My union the PSC  issued a statement about what is going on.

My friend Peter has a different take. Peter Bratsis writes: “30 plus years ago, we built a shanty in the middle of the UMBC campus to protest apartheid in South Africa and call for divestment and boycott. One of the deans came to tell us that we had to remove it by the end of the day or they would call the police and have us arrested. We laughed and told him to go ahead and do that. His face turned red and he walked away never to return. Even after so many years of Reagan and Bush, in the late 80s it was still unthinkable that a university would call the cops and have their own students arrested for protesting on campus. They would have been out of a job the next day. Hopefully these shills at NYU, Columbia, and beyond, will be out of jobs soon once people can more clearly see how horribly they have treated their own students and faculty and how they have betrayed the mission of higher learning.”

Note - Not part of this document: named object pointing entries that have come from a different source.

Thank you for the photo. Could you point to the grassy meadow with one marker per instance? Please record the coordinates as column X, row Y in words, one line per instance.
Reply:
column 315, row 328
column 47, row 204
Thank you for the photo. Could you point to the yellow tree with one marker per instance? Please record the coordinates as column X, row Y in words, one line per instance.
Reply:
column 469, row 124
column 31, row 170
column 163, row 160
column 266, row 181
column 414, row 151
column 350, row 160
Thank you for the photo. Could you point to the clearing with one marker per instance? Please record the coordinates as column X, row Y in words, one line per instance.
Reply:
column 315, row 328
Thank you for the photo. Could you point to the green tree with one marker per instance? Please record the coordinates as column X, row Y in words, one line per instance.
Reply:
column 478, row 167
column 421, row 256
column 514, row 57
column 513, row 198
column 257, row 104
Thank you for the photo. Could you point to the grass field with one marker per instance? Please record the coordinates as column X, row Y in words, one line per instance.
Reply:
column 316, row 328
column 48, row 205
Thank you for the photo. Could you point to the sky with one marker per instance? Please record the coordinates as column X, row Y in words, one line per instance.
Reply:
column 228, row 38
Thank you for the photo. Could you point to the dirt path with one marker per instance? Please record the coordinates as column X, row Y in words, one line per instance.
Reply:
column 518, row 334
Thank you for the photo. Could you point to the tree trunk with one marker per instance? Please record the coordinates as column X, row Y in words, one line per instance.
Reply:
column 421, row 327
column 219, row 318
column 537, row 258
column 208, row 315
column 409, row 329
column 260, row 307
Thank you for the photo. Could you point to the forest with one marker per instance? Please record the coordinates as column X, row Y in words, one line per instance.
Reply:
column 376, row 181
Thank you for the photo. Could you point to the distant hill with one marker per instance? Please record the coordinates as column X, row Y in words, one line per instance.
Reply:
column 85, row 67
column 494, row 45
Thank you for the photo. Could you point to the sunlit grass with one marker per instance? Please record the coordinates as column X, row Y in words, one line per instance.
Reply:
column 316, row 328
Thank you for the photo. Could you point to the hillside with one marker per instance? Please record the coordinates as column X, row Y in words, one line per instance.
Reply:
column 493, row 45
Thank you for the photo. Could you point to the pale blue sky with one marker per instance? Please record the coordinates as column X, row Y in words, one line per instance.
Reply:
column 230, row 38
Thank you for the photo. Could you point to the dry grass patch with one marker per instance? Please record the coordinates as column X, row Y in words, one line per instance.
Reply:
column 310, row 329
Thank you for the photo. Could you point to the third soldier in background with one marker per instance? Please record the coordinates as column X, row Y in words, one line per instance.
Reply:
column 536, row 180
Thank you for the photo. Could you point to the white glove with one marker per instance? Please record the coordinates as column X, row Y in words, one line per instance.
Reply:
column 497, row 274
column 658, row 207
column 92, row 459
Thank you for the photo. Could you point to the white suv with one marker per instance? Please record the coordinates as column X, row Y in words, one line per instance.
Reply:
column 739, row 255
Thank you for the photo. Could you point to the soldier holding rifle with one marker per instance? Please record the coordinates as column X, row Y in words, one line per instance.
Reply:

The second night of passover, everyone came over. No one was really sure which Haggadah to read at the Seder table, to tell the story from the Book of Exodus, of God bringing the Israelites out of slavery in Egypt, not the usual one, perhaps the Berlin one we read with Max and Marc last year. 

"Before setting out on revenge first dig two graves" says  the Chinese  proverb for revenge, and inevitable annihilation. We read it during Seder Dinner, a raw emotional affair about liberation from oppression, to reflect on our struggles to heal a broken world. Last year we were in Berlin recalling that 80 years prior Jews were being annihilated there. This year in addition to the usual  debates about old testament themed Broadway, we talked about cycles of violence, the propensity of oppressed peoples to become oppressors, violence that begets more violence, histories of British Colonial legacies from Ireland to Palestine. And recalled those no longer with us, pouring a glass for Elijah and all the strangers, a second for Penelope and Aunt Judy. Al recalled the passovees growing up and those things that went unsaid about his family in Europe during the war. We debated, poured a little wine, a few tears, and disbelief. Up the slope from us activists celebrated a public seder outside Chuck Schumer's office calling for a ceasefire among other things, some three hundred getting arrested as they did so. There's a lot to account for, a lot to try to reconcile, a lot of heavy hearts.

Each day new stories about campuses and this issue. The speaker of the House, Mike Johnson wants to bring in the national guard to Columbia, after he was shouted down during a campus visit Wednesday. "Tis like Kent State," says Caroline. 

And another step in the road vision quest. Next stop Boston.